# Week 3 - Data handling: pandas and numpy

The Python modules `pandas` and `numpy` are very useful tools to handle datasets and apply basic operations on them. 

Some of the things we have learnt in weeks 1 and 2 using native Python (e.g. accessing, working with and writing data files) can often be easily achieved using `pandas` instead. This module offers data structures and operations for manipulating different types of datasets - see [documentation](https://pandas.pydata.org/)


### Installing the modules

The modules `pandas` and `numpy` do not come as part of the default Anaconda installation. In order to install them in your system, open your Windows command line and run the following command: `conda install pandas`. The module `numpy` should install automatically with the `pandas` installation.


### Loading modules

Once they are installed, we can import them using the aliases `pd` and `np` as follows:

In [None]:
import pandas as pd
import numpy as np

### Reading datasets with `pandas`

We are going to use the METABRIC dataset `metabric_clinical_and_expression_data.csv` containing information about breast cancer patients as we did in weeks 1 and 2.
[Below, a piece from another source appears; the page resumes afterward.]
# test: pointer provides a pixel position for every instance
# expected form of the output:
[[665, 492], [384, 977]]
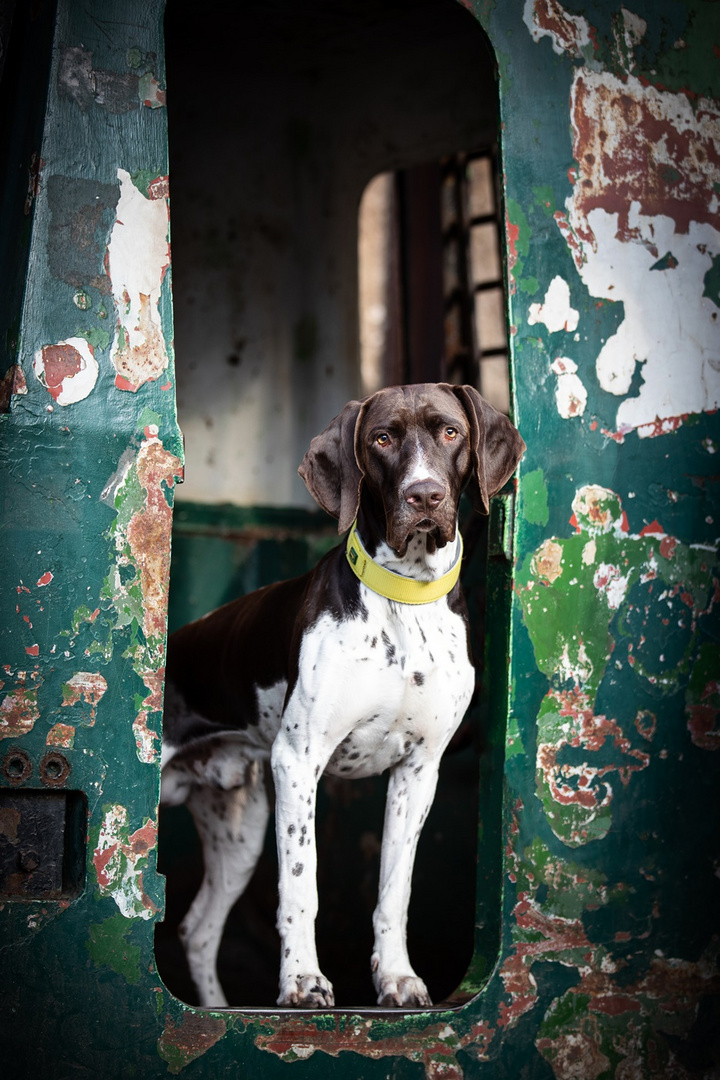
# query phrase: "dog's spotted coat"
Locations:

Pandas allows importing data from various file formats such as csv, xls, json, sql ... To read a csv file, use the function `read_csv()`:

In [None]:
metabric = pd.read_csv("../data/metabric_clinical_and_expression_data.csv")
metabric

If you forget to include `../data/` above, or if you include it but your copy of the file is saved somewhere else, you will get an error that ends with a line like this: `FileNotFoundError: File b'metabric_clinical_and_expression_data.csv' does not exist`

Generally, columns in a `DataFrame` are known as the observed variables, and the rows are the observations.

The pandas `DataFrame` object borrows many features from R's `data.frame`. Both are 2-dimensional tables whose columns can contain different data types (e.g. boolean, integer, float, categorical/factor). Both the rows and columns are indexed, and can be referred to by number or name.

Looking at the column on the far left, you can see that the DataFrame `metabric` is indexed using the 0-based notation common in Python.

Note that the `.read_csv()` function is not limited to reading csv files. For example, you can also read Tab Separated Value (TSV) files by adding the argument `sep='\t'`.